I took it that way. He was trying it out, and also, in his heart, he believed it to be true.

Another day he said, “Can you meet me in Kensington?”

I said yes, and met Vidia at the appointed place, a crimson telephone booth on a side street.

“Please make a phone call for me,” he said.

Following his instructions, I dialed the number, made the call, and asked for a certain woman; I had made no comment when Vidia told me the woman’s name was Margaret. She was summoned to the phone by the man who had answered me in a chilly voice, as though he suspected the ruse. I told Margaret that Vidia would call at a particular time.

“It’s much too boring to explain,” Vidia said after I hung up.

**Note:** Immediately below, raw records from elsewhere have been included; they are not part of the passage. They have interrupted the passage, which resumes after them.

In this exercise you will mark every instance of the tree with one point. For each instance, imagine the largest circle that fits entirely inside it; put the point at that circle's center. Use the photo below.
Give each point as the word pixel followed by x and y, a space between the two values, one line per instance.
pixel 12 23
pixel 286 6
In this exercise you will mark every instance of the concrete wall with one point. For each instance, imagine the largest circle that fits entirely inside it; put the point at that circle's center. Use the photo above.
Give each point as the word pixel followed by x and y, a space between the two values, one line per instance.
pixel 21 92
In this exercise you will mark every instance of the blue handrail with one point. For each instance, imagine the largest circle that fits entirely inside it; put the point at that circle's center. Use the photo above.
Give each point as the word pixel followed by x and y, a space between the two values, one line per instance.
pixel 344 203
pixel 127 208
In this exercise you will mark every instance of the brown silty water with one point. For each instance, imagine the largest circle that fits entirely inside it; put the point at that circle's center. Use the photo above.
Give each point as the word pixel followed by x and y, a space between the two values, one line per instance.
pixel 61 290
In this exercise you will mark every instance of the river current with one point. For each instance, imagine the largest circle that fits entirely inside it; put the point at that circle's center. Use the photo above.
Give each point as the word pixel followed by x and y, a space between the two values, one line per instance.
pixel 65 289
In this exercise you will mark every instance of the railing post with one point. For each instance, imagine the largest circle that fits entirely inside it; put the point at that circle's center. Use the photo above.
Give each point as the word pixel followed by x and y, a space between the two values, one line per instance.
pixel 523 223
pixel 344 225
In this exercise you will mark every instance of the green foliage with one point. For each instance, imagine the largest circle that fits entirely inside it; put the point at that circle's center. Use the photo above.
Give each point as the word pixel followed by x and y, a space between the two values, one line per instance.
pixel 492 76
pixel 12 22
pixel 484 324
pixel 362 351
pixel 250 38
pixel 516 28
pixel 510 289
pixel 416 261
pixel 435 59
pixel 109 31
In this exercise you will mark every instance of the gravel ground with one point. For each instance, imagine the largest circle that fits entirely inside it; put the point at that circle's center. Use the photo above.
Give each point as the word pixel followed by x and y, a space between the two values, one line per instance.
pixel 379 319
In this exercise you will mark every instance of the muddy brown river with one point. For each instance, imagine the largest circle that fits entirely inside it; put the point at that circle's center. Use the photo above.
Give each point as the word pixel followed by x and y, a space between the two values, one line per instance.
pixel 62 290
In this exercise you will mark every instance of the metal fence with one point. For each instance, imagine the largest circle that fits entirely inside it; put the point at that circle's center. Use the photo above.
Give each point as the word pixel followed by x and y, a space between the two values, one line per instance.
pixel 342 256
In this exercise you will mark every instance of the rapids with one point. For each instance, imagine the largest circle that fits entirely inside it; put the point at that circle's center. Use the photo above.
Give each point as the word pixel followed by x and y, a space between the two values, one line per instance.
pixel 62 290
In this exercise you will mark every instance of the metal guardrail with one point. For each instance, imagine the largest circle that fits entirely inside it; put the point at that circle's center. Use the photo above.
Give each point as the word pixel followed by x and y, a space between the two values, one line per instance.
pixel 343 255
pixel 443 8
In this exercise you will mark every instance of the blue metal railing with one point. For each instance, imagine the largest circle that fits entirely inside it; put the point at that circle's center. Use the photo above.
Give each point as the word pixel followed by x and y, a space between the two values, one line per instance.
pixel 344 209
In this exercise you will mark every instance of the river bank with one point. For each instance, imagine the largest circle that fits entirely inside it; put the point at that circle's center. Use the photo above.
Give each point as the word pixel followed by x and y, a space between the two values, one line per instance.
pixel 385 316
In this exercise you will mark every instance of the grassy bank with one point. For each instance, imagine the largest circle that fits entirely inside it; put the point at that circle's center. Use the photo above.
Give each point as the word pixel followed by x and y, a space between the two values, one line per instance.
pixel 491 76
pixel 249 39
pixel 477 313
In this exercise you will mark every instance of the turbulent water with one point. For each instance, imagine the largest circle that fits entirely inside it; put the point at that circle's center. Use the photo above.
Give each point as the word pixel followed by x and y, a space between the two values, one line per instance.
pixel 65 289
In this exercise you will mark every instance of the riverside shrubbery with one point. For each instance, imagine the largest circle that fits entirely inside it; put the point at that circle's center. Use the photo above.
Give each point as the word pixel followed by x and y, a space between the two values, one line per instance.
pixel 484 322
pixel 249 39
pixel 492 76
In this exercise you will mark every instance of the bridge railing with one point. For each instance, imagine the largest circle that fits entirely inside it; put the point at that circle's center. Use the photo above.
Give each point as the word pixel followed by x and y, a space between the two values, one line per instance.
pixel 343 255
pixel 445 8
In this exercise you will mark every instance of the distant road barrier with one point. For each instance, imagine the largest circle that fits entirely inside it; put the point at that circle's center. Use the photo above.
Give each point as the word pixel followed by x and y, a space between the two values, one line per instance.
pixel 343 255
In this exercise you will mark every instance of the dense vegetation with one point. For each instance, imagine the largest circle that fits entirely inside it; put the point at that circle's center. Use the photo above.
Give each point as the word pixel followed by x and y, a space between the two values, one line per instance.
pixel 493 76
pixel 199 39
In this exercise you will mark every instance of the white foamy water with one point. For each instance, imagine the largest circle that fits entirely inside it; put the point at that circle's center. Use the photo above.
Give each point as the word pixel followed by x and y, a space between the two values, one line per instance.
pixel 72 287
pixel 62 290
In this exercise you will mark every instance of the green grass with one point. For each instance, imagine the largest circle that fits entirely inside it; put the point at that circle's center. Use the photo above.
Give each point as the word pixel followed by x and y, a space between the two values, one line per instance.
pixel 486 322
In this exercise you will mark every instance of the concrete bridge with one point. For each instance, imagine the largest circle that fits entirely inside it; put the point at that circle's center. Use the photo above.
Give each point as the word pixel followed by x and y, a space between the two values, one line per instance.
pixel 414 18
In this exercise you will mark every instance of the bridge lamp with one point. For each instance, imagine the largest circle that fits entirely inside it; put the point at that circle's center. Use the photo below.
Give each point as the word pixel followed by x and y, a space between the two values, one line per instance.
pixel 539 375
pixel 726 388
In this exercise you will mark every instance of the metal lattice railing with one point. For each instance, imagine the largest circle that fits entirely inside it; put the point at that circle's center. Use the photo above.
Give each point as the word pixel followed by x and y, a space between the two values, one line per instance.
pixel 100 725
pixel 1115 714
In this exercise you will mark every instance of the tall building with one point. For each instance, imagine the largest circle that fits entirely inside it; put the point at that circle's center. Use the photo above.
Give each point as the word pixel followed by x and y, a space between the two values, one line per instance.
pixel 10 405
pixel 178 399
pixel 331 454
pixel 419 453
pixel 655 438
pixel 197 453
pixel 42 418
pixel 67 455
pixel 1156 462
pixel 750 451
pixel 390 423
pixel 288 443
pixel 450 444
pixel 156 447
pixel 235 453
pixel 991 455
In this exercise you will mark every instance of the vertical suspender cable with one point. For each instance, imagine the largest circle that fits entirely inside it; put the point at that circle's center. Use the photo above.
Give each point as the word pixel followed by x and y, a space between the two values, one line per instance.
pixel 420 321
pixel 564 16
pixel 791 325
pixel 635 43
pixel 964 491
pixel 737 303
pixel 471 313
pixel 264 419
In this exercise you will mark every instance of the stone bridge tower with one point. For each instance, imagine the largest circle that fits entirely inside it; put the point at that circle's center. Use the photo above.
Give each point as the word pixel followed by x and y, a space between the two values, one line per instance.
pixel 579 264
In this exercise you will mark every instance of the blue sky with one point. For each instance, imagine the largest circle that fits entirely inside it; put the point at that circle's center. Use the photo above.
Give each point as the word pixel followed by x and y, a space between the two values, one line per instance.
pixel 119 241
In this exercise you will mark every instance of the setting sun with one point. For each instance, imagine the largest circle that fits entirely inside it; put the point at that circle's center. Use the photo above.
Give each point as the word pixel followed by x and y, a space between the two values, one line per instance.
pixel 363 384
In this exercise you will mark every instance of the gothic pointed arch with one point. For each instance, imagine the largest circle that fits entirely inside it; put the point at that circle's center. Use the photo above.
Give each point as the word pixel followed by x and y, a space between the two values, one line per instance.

He did not have to explain. It was no mystery to me that such a wonderful writer could speak of his present work as Major, and be a guest at Garden Party at Buckingham Palace (The Lord Chamberlain is commanded by Her Majesty to invite…), and the next moment would implore me like a child to dial a telephone number, because — surely? — he feared his own undisguisable voice might provoke an unwelcome reaction. He didn’t want to be told off. He was human.

Now I knew, as only a friend can, that for all his apparent strength, he could also be weak and unsure, and even unfair, with a coldly sarcastic streak. He looked at the populous continent of Africa and said, “Bow-and-arrow men!” or “Cuffy!” He glanced across the English Channel at Holland and said, “Potato eaters!” He frowned at the whole of the Middle East and grunted, “Mr. Woggy.”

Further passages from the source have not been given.